Some of the most persuasive testimony comes from partners who understand vision loss firsthand. Thomas Panek, president and CEO of Lighthouse Guild, is himself blind and speaks about the glasses not as an outside observer but as a daily user who relies on them.

“As a person who is blind, aside from my white cane and guide dog, I never leave home without my Meta glasses. They are not only the most useful technology ever developed for the blind, they look pretty cool too,” Panek said, explaining why his organization joined the effort.

Frank Siller, chairman and CEO of the Tunnel to Towers Foundation, framed the donation in similar terms, describing it as far more than a pair of glasses and pointing to the ability it restores, the simple acts of reading a letter, navigating the world, and reclaiming one’s independence. Drawing on his foundation’s experience building mortgage-free smart homes for catastrophically injured veterans, Siller noted that the right technology can give someone their life back.

Why The Initiative Matters

What ties the whole effort together is a single idea expressed again and again by those involved: the return of autonomy to people who gave up their sight in service to the country. Lea Rowe, national executive director of the Blinded Veterans Association, has emphasized that pairing the AI with dedicated training places true independence directly into the hands of 130,000 veterans, bridging the gap between technology and human potential. She told NewsNation she had already seen profound interest from BVA members, and that watching them grow enthusiastic about the program had been its own reward.

Meta’s leadership has cast the initiative in terms of obligation and honor rather than charity. Andrew Bosworth, the company’s chief technology officer, noted that these veterans sacrificed their sight in service to the country, and that giving them technology able to meaningfully navigate the world is both a profound honor and a reflection of why the company builds what it does.

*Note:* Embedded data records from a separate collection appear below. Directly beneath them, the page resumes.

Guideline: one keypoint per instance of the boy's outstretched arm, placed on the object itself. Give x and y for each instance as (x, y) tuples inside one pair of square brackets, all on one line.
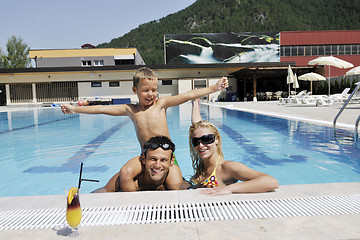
[(195, 115), (115, 110), (192, 94)]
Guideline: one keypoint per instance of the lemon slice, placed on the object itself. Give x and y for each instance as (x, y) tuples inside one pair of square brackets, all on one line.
[(72, 192)]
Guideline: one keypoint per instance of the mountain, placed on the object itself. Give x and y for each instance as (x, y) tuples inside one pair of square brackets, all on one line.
[(224, 16)]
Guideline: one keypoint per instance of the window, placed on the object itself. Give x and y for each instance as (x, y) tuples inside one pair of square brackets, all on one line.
[(328, 50), (98, 62), (95, 84), (86, 63), (314, 50), (347, 49), (166, 82), (301, 50), (124, 61), (341, 49), (114, 84)]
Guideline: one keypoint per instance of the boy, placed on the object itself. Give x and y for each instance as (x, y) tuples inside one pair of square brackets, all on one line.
[(149, 118)]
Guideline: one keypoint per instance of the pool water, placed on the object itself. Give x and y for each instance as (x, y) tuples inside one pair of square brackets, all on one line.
[(41, 149)]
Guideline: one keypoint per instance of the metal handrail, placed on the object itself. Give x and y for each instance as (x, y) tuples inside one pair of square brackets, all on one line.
[(342, 109), (356, 135)]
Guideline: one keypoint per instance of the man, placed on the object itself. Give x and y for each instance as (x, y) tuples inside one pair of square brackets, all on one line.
[(157, 158)]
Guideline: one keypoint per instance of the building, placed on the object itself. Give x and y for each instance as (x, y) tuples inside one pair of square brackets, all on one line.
[(302, 46), (106, 74), (87, 56)]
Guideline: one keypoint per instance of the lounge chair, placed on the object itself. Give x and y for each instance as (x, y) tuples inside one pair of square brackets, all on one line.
[(269, 95), (277, 95), (293, 98), (340, 97)]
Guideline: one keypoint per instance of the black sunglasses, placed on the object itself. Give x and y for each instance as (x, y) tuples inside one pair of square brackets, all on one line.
[(205, 139), (154, 146)]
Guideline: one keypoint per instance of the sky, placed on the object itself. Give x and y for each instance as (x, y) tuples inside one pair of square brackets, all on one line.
[(50, 24)]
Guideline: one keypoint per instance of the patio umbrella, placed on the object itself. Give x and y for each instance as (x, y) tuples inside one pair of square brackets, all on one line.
[(312, 77), (295, 83), (354, 71), (290, 77), (331, 61)]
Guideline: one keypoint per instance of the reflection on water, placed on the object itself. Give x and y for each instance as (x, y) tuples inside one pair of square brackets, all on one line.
[(46, 144)]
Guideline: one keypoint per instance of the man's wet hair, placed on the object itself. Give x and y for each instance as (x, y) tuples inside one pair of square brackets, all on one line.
[(159, 141)]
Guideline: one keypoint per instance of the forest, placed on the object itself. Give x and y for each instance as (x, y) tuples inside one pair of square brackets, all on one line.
[(227, 16)]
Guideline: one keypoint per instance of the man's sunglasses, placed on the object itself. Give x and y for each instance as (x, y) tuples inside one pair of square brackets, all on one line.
[(154, 146), (205, 139)]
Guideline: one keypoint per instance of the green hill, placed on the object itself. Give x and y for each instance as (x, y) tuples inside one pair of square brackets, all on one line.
[(223, 16)]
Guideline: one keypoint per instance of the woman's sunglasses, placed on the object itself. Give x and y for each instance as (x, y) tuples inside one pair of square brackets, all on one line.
[(205, 139)]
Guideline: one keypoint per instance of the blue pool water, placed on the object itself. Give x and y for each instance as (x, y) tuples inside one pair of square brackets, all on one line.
[(41, 149)]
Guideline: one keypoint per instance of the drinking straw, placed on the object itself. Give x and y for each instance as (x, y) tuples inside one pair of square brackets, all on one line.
[(83, 179)]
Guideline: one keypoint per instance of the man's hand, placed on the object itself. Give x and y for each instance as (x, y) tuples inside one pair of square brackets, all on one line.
[(222, 83), (67, 108)]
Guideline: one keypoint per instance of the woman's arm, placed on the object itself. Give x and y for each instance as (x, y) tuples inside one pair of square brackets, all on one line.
[(252, 181)]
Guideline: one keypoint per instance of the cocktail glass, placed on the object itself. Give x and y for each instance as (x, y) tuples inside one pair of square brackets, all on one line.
[(73, 210)]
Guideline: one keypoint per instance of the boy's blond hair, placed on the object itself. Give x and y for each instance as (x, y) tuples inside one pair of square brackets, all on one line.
[(143, 73)]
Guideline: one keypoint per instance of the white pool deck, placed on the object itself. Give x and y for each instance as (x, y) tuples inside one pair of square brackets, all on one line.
[(344, 226)]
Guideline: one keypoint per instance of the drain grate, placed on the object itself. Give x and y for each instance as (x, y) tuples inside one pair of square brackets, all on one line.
[(185, 212)]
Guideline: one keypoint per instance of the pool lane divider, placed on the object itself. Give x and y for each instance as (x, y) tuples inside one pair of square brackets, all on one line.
[(72, 163)]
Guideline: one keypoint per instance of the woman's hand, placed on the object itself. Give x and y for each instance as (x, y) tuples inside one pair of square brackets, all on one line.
[(221, 190)]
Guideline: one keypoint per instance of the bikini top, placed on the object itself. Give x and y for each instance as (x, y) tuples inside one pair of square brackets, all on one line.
[(211, 181)]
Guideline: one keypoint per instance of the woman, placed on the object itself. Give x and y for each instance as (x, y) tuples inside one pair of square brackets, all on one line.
[(213, 171)]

Dina Powell McCormick, Meta’s president and vice-chairman, traced the program’s origins back to Overton’s work with the wearables team and the company’s resulting determination to reach every blind veteran in America.

For the more than 130,000 veterans who stand to benefit, the value of the program is measured in the ordinary moments it makes possible again. Reading a letter without help, identifying what sits on a shelf, moving through a room without depending on someone else, these are the freedoms the glasses aim to restore. In that sense, the initiative is less about the technology itself than about what Don Overton described from the start, the independence that returned the moment he put the glasses on, now offered to every veteran who once thought it was gone for good.